“What—what,” he gasped, “is that man doing with that axe?”
“He’s helping me to get out this shell,” said Borrowe.
“Good God!” said the officer. Then he remembered his errand.
Until last year, when I again met young Borrowe gayly disporting himself at a lawn-tennis tournament at Mattapoisett, I did not know whether his brother’s method of removing dynamite with an axe had been entirely successful. He said it worked all right.
At the turn of the road I found Colonel Leonard Wood and a group of Rough Riders, who were busily intrenching. At the same moment Stephen Crane came up with “Jimmy” Hare, the man who has made the Russian-Japanese War famous. Crane walked to the crest and stood there as sharply outlined as a semaphore, observing the enemy’s lines, and instantly bringing upon himself and us the fire of many Mausers. With every one else, Wood was crouched below the crest and shouted to Crane to lie down. Crane, still standing, as though to get out of ear-shot, moved away, and Wood again ordered him to lie down.
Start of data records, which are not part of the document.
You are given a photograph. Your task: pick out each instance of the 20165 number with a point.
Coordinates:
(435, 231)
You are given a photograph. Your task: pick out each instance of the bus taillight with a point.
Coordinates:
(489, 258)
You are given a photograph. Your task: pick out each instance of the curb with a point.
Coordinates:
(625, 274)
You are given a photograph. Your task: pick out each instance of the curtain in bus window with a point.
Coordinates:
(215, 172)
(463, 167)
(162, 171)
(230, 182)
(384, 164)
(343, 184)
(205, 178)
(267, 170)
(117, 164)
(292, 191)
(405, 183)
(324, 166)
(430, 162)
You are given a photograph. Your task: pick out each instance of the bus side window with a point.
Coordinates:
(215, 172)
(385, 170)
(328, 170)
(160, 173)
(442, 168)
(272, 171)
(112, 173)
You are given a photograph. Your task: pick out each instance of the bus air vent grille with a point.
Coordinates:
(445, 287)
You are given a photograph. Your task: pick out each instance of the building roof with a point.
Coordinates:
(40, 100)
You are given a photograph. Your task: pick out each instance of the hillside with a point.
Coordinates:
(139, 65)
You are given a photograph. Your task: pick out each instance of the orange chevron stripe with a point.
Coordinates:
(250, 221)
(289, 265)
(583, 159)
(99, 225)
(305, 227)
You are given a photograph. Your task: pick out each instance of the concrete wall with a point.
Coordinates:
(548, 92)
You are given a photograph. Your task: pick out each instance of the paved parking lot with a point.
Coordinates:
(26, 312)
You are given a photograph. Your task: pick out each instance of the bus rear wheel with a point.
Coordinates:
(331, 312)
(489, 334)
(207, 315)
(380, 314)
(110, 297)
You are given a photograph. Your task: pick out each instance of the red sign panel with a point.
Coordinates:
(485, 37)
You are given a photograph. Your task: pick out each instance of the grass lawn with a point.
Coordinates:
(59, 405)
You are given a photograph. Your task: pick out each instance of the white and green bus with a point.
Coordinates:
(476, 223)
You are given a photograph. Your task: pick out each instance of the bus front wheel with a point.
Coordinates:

“You’re drawing the fire on these men,” Wood commanded. Although the heat—it was the 1st of July in the tropics—was terrific, Crane wore a long India rubber rain-coat and was smoking a pipe. He appeared as cool as though he were looking down from a box at a theatre. I knew that to Crane, anything that savored of a pose was hateful, so, as I did not want to see him killed, I called, “You’re not impressing any one by doing that, Crane.” As I hoped he would, he instantly dropped to his knees. When he crawled over to where we lay, I explained, “I knew that would fetch you,” and he grinned, and said, “Oh, was that it?”
A captain of the cavalry came up to Wood and asked permission to withdraw his troop from the top of the hill to a trench forty feet below the one they were in. “They can’t possibly live where they are now,” he explained, “and they’re doing no good there, for they can’t raise their heads to fire. In that lower trench they would be out of range themselves and would be able to fire back.”
“Yes,” said Wood, “but all the other men in the first trench would see them withdraw, and the moral effect would be bad. They needn’t attempt to return the enemy’s fire, but they must not retreat.”
The officer looked as though he would like to argue. He was a West Point graduate and a full-fledged captain in the regular army. To him, Wood, in spite of his volunteer rank of colonel, which that day, owing to the illness of General Young, had placed him in command of a brigade, was still a doctor. But discipline was strong in him, and though he looked many things, he rose from his knees and grimly saluted. But at that moment, without waiting for the permission of any one, the men leaped out of the trench and ran. It looked as though they were going to run all the way to the sea, and the sight was sickening. But they had no intention of running to the sea. They ran only to the trench forty feet farther down and jumped into it, and instantly turning, began pumping lead at the enemy. Since five that morning Wood had been running about on his feet, his clothes stuck to him with sweat and the mud and water of forded streams, and as he rose he limped slightly. “My, but I’m tired!” he said, in a tone of the most acute surprise, and as though that fact was the only one that was weighing on his mind. He limped over to the trench in which the men were now busily firing off their rifles and waved a riding-crop he carried at the trench they had abandoned. He was standing as Crane had been standing, in silhouette against the sky-line. “Come back, boys,” we heard him shouting. “The other men can’t withdraw, and so you mustn’t. It looks bad. Come on, get out of that!” What made it more amusing was that, although Wood had, like every one else, discarded his coat and wore a strange uniform of gray shirt, white riding-breeches, and a cowboy Stetson, with no insignia of rank, not even straps pinned to his shirt, still the men instantly accepted his authority. They looked at him on the crest of the hill, waving his stick persuasively at the grave-like trench at his feet, and then with a shout scampered back to it.